The signs that the economy is improving are notwithstanding, the number and the size of large corporate bankruptcies has the possibility to be double in this new year.
It has been predicted that the corporate bond defaults are going to hit 3 percent this year–which is more than double last year’s 1.4 percent and 2010’s 1.3 percent. The middle market companies valued between $200 million and $1 billion are at particular risk because of the difficulty they face in trying to refinance and restructure the outside of the court, this is according to the ratings agency.
No less of an authority that Weil, Gotshal & Manges bankruptcy heavyweight Harvey Miller concurs with that assessment.
Meanwhile, 2011’s bankruptcy filings–including the ones like American Airlines, Boarders Group, MF Global, and The PMI Group–could soon be joined on the Chapter 11 docket by such big household names as Sears Holdings and Eastman Kodak. Both of them have recently taken fresh steps to cutting costs and raising revenue in an effort to shore up the sagging bottom lines.
For its share, Kodak reshuffled their lineup of outside legal counsel from last month, hiring Sullivan & Cromwell to be put in place of Jones Day as the company’s chief restructuring adviser. The move was most noteworthy because S&C hardly ever handles Chapter 11 cases, instead of trying to serve as special counsel on certain restructuring initiatives. Jones Day, on another hand, is well-versed in guiding debtor’s through bankruptcy proceedings.

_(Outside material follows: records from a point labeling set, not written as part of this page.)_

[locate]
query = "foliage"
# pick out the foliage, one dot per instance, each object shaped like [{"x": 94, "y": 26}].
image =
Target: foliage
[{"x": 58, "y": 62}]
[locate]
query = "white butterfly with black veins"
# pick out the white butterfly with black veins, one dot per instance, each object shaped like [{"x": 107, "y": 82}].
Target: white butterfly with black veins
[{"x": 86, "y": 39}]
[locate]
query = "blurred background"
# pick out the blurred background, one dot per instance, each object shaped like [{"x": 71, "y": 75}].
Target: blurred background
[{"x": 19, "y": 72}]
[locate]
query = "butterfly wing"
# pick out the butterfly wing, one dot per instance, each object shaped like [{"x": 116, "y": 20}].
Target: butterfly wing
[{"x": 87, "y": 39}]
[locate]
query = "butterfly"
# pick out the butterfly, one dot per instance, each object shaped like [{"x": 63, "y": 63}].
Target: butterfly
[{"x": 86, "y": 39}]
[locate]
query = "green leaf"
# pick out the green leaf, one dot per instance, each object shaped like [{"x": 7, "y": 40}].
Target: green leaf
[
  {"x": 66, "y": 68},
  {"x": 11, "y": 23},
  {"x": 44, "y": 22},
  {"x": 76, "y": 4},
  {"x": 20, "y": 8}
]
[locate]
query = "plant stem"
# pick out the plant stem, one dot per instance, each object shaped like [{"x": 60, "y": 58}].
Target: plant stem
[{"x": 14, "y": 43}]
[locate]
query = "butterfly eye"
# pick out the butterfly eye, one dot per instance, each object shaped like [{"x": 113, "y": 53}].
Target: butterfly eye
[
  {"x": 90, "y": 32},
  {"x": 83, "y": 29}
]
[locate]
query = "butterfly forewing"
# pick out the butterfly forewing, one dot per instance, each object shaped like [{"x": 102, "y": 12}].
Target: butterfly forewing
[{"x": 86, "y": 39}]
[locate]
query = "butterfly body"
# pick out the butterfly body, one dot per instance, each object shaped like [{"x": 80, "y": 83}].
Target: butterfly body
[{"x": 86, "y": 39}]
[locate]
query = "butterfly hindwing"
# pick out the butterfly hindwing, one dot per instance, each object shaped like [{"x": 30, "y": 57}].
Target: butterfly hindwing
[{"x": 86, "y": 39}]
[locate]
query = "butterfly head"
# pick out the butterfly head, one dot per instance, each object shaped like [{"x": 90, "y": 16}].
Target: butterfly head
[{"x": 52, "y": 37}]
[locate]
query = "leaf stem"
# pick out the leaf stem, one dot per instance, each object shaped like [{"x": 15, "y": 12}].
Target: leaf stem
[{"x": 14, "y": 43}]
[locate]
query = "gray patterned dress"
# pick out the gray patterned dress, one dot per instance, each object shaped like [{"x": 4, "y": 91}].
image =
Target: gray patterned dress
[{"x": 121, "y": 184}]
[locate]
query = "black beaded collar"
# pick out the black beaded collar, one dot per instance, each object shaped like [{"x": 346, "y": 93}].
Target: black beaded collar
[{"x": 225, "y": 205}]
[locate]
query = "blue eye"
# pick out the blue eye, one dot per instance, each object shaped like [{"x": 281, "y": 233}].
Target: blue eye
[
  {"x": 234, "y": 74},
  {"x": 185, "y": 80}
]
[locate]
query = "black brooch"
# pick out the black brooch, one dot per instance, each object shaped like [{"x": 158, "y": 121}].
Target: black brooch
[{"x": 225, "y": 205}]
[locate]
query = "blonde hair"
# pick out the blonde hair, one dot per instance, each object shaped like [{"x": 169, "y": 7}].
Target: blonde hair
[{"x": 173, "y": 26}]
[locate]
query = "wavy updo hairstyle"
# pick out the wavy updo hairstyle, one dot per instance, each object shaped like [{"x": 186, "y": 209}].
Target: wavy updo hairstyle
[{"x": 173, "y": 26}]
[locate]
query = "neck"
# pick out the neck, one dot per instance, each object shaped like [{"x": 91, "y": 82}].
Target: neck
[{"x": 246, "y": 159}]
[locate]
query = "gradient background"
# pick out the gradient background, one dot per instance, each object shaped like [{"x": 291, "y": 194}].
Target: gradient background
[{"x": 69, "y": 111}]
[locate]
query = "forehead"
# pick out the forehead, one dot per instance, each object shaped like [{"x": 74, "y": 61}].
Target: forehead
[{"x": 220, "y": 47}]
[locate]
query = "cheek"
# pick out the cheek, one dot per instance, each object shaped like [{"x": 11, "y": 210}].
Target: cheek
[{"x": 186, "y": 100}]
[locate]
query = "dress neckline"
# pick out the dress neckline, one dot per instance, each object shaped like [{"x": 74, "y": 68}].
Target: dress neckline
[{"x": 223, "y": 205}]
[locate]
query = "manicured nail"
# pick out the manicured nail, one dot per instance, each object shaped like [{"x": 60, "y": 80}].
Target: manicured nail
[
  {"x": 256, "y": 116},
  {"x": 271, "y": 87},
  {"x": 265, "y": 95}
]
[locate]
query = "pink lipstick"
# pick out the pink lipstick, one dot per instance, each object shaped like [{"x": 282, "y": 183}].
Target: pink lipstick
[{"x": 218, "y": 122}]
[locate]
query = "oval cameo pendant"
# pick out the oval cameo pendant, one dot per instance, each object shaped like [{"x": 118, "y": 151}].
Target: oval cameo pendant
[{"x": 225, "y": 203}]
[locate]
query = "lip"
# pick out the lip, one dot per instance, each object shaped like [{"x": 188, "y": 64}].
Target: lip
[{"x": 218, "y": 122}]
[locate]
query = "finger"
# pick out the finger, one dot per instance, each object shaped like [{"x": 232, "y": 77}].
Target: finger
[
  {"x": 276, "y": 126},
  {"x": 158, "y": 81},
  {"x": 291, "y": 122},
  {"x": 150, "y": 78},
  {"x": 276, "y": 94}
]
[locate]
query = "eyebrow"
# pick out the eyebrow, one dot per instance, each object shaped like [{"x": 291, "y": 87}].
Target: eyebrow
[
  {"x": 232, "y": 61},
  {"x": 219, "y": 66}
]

Andrew Dietderich, who is the head of S&C’s restructuring group, did not respond to the request for comment about the firm’s work for Kodak. While refusing to confirm or deny the restructuring counsel switch, Kodak announced publicly that is has completely relied on S&C for various matters since 1974. In the recent months, Kodak has also turned to Rochester-based Harter Secrest & Emery for a patent licensing deal with IMAX and the sale of their big image sensor unit to a private equity buyer.
While Kodak keeps their plans unclear, the other companies–and the lawyers that were advising them–have pressed on with the major restructuring plans.
Bracewell & Giuliani financial restructuring chair Even Flaschen, for an example, led a team from the firm advising the senior lenders of Australia’s Centro Properties Group on a mammoth restructuring deal in December designed to wipe out badly $3 billion in debt. The restructuring plan has won the support of the investors and will create a new listed property trust for Australia’s second-largest mall owner in the country, which sold nearly 600 U.S. malls to The Blackstone Group last year in a &9.4 billion deal.
Also over in Europe, Clearly Gottlieb Steen & Hamilton may have landed the coveted role in advising the Greek government on its sovereign debt initiatives, but other firms–including White & Case and Allen & Overy–are now representing some of Greece’s creditors on the possibility of restructuring those obligations.